Genealogie der Dinge

Deichkind, Spohie Dvořák, GIFT, Hanna Kučera, Yoshinori Niwa, Pusha Petrov, Elisabeth von Samsonow, Manuel Sékou, Tsai-Ju Wu

Kuratiert von Yul Koh, Rebecca Fuxen
und Maximilian Gallo

Vernissage
10. September 2020, 19:00

Begrüssung — pozdravni nagovor
Gilbert Isep, Präsident / predsednik

Einführende Worte — uvod
Im Dialog: Yul Koh, Rebecca Fuxen
und Maximilian Gallo

Das Projekt Genealogie der Dinge widmet sich alltäglichen Gegenständen und ihren Geschichten: Neun zeitgenössische, künstlerische Positionen werden gemeinsam mit den Ergebnissen der Schulworkshops gezeigt, die während der Laufzeit der Aus­stellung stattfinden. In den Workshops setzen sich Schüler*innen des Bundesrealgymnasium Klagenfurt-Viktring mit der Thematik der Ausstellung und den gezeigten Arbeiten auseinander. Ihre Ergebnisse sind Teil der Ausstellung als möglicher Eingriff oder Umdeutung.

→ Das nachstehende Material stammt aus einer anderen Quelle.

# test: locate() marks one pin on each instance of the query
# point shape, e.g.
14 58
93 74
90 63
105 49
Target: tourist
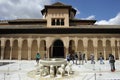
83 58
68 57
92 59
112 62
37 58
80 57
45 56
72 57
101 58
76 57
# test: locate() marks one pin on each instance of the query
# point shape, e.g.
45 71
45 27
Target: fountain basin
53 61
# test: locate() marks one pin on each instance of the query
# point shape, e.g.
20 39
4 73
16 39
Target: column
104 53
113 51
104 48
38 42
85 44
95 44
85 51
76 44
2 48
29 48
19 48
113 46
11 46
66 45
95 53
118 46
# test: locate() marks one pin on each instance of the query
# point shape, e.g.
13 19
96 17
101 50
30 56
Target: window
53 21
62 21
57 21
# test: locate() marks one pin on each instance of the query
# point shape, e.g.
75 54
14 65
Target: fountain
52 67
53 61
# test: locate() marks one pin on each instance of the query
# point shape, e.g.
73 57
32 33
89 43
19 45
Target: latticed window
57 22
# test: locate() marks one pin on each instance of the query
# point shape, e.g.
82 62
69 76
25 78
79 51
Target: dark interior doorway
58 49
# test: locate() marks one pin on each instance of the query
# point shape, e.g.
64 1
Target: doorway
58 49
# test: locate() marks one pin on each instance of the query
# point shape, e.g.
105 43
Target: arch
90 48
100 48
15 50
7 50
24 53
34 49
42 48
58 49
0 49
71 46
116 50
80 47
108 49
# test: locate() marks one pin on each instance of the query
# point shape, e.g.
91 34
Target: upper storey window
57 22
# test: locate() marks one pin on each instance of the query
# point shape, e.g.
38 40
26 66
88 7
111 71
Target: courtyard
22 70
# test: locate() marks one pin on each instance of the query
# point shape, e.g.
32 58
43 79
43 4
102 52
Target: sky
106 12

Die Ausstellung fragt nach dem Stand der Dinge, nach ihren Positionen im gesellschaftlichen Diskursraum und nach den Machtpotentialen, die ihnen eingeschrieben sind. Was sind überhaupt Dinge? Wen oder was repräsentieren sie? Welche Rolle spielt das Ding als Wertgegenstand? Welchen Gebrauchs- und Tauschwert hat es? Welche emotionalen, persönlichen, sozialen und politischen Werte trägt es?

Die Genealogie steht dabei im Zeichen der Geschichte und der Archäologie. Das Ding wird einerseits als Fährte verstanden, das manchmal direkt, manchmal auf Umwegen, zu bestimmten und unbestimmten, vergangenen und zukünftigen Ereignissen führt. Gleichzeitig geht es nicht nur darum, das Ding zu interpretieren, sondern es als materielle Komponente in einer komplexen Architektur des Wissens ein- und anzuordnen, das heißt sein Wirken stets in Verhältnissen zu begreifen.

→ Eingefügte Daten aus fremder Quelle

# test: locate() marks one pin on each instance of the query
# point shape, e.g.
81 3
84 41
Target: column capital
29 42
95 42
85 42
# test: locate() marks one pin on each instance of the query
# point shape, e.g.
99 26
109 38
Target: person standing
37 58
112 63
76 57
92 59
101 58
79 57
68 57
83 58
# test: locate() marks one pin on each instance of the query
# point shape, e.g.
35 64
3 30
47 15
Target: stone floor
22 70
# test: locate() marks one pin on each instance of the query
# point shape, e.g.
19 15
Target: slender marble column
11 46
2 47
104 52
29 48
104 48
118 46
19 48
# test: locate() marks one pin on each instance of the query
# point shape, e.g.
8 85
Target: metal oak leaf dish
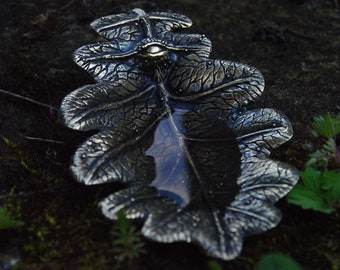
173 128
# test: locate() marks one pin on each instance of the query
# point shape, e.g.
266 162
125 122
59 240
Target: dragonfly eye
153 51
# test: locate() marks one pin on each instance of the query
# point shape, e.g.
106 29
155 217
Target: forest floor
296 46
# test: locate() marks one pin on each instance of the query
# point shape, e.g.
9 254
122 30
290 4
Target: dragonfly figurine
172 126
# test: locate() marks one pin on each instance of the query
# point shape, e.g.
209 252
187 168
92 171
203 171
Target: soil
295 44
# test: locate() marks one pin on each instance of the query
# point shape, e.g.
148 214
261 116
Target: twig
28 99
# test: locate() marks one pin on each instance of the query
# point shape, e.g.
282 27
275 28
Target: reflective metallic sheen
173 128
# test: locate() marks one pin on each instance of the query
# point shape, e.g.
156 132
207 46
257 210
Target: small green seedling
320 186
277 261
127 240
319 191
6 222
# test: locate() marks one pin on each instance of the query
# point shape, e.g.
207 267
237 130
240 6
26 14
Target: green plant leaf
308 199
277 261
312 179
331 183
326 126
6 222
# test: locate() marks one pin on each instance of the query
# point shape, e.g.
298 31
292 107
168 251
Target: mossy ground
294 43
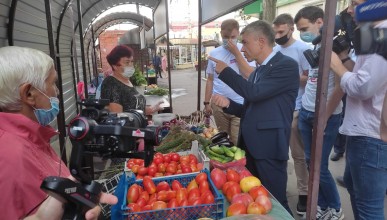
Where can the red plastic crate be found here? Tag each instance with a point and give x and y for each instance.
(214, 211)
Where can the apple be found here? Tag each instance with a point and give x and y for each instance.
(255, 208)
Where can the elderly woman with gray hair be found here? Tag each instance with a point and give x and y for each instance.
(28, 103)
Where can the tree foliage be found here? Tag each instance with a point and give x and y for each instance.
(269, 10)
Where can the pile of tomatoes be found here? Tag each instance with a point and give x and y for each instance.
(165, 165)
(163, 195)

Über den Stand der Dinge hinaus geht es darum, ihre Ordnung und ihre Sprache zu erforschen. Die Sprache der Dinge wird zu einer materiellen Kondensation von Beziehungsweisen zwischen Mensch, Gesellschaft und Politik mit all ihren Begehren. So ist das Ding als Ware hier als Verdichtung von Arbeitskraft, sozialen wie ökonomischen Verhältnissen zu verstehen. Ordnungen zeigen sich in historischen und zeitgenössischen Konstruktionen, ReInterpretationen und Verwendungen, ihren Anordnungen in Raum und Zeit, ihren affektiven Registern. Die Dinge werden seziert, Hintergründe ihrer Konstruktion hinterfragt, immaterielle Werte und Normen sichtbar gemacht.

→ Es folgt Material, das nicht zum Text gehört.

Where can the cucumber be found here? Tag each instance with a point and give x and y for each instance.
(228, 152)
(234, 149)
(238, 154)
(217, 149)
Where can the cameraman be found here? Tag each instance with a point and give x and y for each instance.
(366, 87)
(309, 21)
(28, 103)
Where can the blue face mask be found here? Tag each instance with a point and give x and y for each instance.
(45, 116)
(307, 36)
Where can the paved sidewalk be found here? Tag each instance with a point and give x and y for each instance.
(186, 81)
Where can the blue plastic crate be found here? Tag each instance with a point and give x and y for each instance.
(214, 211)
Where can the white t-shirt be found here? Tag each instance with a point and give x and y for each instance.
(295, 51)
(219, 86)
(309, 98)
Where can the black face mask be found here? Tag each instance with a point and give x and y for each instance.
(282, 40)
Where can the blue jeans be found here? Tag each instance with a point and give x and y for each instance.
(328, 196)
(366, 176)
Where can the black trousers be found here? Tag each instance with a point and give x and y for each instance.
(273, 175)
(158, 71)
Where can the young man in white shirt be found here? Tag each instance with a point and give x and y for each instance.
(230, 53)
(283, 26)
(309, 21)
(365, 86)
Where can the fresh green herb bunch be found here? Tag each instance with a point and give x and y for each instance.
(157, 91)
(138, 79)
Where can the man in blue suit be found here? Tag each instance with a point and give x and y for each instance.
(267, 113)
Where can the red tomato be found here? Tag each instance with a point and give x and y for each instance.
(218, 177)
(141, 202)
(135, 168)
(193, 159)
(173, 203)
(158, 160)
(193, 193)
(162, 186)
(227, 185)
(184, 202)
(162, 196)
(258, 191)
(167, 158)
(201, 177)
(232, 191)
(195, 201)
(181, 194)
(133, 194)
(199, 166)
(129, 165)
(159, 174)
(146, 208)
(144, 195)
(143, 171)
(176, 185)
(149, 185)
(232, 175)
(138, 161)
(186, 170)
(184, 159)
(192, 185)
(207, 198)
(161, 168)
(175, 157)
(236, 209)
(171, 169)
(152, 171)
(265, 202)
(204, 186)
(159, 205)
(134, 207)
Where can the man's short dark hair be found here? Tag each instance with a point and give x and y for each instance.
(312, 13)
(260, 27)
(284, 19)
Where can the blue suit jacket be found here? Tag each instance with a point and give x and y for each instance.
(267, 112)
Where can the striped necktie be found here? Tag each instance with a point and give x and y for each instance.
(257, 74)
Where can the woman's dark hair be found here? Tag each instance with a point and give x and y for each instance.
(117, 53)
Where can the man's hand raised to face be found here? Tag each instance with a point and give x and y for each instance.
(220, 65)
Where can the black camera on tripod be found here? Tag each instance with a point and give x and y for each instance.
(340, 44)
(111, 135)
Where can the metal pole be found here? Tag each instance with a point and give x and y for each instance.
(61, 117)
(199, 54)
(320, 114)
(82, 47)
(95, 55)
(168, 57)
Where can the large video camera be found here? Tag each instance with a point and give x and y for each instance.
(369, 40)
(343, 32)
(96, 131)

Die gezeigten Positionen hinterfragen die vermeintliche Neutralität der Orte der Dinge. Sie machen Dinge zu Zeug*innen. Wem gehören bzw. gehörten sie? Für wen sprechen sie und wann bleiben sie stumm? Welche Geschichten erzählen sie über sich, Gesellschaften und ihre Perspektiven? Was sagen uns Dinge darüber, wer sprechen kann und darf, wem die Deutungsmacht über und durch Dinge zukommt? Welche Gegenstände werden sichtbar gemacht oder verbleiben in den Archiven? Welches Wissen liegt in den Dingen verborgen?

Zudem befasst sich die Ausstellung mit dem Potential der Dinge. Sie sind nicht als bloße Verweise auf festgeschriebene Bedeutungen zu verstehen, sondern als Potentialitäten, aus denen heraus sich andere Verwendungen, Repräsentationen und Kräfte-Verhältnisse entwickeln können. So können sie in neuen Kontexten ihre Funktionen und Bedeutungen verändern und an Wichtigkeit gewinnen oder verlieren.

Die gezeigten Positionen machen uns vertraut mit dem Leben der Dinge.1 Hierfür wird das Ding nicht als lebloses Objekt begriffen. Es bedarf vielmehr Aufmerksamkeit, Zeit, Handhabung oder Care. Dinge spenden Trost, wecken Erinnerung, sind unabdingbares Hilfsmittel, symbolisieren sozialen Status oder politische Agenden. Die Menschen wirken nicht nur auf Dinge ein, sondern die Dinge auch auf uns.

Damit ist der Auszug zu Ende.